難攻不落の城
小田原城の起源は15世紀にさかのぼり、当初は地方豪族・大森氏の居城でした。
その後、伊勢宗瑞(北条早雲)がこの城を奪い、後北条氏五代の拠点としての歴史が始まります。以降、北条氏綱、氏康、氏政、氏直と続く歴代当主のもとで城は拡張を重ね、城下町を含む総延長約9キロメートルにも及ぶ「総構え」と呼ばれる巨大な防御施設を備えるまでになりました。
これは当時の日本最大級の城郭都市であり、難攻不落の城として恐れられました。その堅固さは1561年の上杉謙信、1569年の武田信玄による攻撃をも退けたことで証明されています。

しかし1590年、天下統一を目指す豊臣秀吉が、約20万ともいわれる大軍で小田原城を包囲(小田原征伐)。約3カ月にわたる籠城戦の末、後北条氏は降伏し、戦国大名としての北条家は滅亡しました。この戦いは、秀吉による天下統一の総仕上げとして日本史上重要な出来事とされています。
江戸時代に入ると、小田原城は徳川幕府のもとで大久保氏や稲葉氏などが城主を務め、東海道の要衝を守る城として整備されました。天守閣もこの時期に築かれています。ところが、1703年の元禄大地震で天守閣は焼失し、1706年に再建されたものの、1870年の廃城とともに解体・撤去されてしまいました。1923年の関東大震災では、すでに天守閣自体は存在しなかったものの、天守台の石垣など残された遺構が被害を受けています。
現在の天守閣は1960年に鉄筋コンクリートで復興されたもので、江戸時代の設計図をもとに外観が再現されています。 内部は歴史資料館として公開されており、後北条氏の歴史や城の変遷を学ぶことができます。周辺には常盤木門、銅門(あかがねもん)、馬出門などが復元され、当時の姿を今に伝えています。
富士山を望む天守閣と、風魔忍者の世界
天守閣からは小田原市街や相模湾、晴れた日には富士山まで一望でき、絶好の撮影スポットとなっています。春には桜、夏には花菖蒲、冬にはイルミネーションなど、四季折々の景観も魅力です。

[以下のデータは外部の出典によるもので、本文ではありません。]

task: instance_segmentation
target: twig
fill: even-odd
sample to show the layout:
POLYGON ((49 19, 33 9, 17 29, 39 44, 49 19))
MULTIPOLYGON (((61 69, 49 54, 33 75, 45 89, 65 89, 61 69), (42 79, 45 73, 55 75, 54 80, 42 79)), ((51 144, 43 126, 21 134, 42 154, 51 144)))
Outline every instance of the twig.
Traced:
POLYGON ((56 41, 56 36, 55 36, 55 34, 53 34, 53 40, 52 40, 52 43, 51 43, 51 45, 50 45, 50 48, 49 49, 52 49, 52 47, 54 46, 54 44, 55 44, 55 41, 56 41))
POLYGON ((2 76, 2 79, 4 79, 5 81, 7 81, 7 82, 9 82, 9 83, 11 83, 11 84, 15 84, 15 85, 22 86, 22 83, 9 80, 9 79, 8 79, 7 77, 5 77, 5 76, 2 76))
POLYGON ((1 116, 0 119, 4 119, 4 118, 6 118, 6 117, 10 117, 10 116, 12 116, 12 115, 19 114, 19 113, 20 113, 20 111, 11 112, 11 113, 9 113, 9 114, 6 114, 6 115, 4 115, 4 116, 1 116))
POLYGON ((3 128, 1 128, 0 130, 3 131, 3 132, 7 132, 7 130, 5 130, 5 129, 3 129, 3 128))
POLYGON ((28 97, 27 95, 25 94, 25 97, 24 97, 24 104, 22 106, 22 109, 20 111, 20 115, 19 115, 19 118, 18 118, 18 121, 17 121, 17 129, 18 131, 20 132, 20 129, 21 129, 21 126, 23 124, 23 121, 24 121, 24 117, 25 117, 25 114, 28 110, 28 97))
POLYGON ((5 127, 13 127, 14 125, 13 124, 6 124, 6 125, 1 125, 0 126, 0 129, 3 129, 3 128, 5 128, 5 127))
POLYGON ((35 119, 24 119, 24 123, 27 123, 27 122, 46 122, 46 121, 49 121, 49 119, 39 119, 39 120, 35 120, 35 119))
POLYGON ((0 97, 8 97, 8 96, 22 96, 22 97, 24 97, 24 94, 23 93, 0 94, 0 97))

また、城内には忍者をテーマにした体験型施設「NINJA館」もあり、小田原北条氏に仕えたとされる忍者集団「風魔」を題材にした忍術体験や甲冑体験など、外国人観光客にも人気のコンテンツが充実しています。
JR小田原駅から徒歩約10分とアクセス良好で、箱根観光と組み合わせて訪れる旅行者も多く見られます。
小田原城 施設概要
開館時間:午前9時〜午後5時(入館は午後4時30分まで)
休館日:12月31日、1月1日
12月第2水曜日※館内整理のため
入館料:天守閣入館券
(個人)大人 1000円、小中学生 300円
※天守閣入館券でSAMURAI館も入館いただけます
アクセス:JR東海道新幹線・東海道本線「小田原駅」から徒歩約10分
※小田原城址公園には、一般駐車場はありません。周辺の有料駐車場をご利用ください。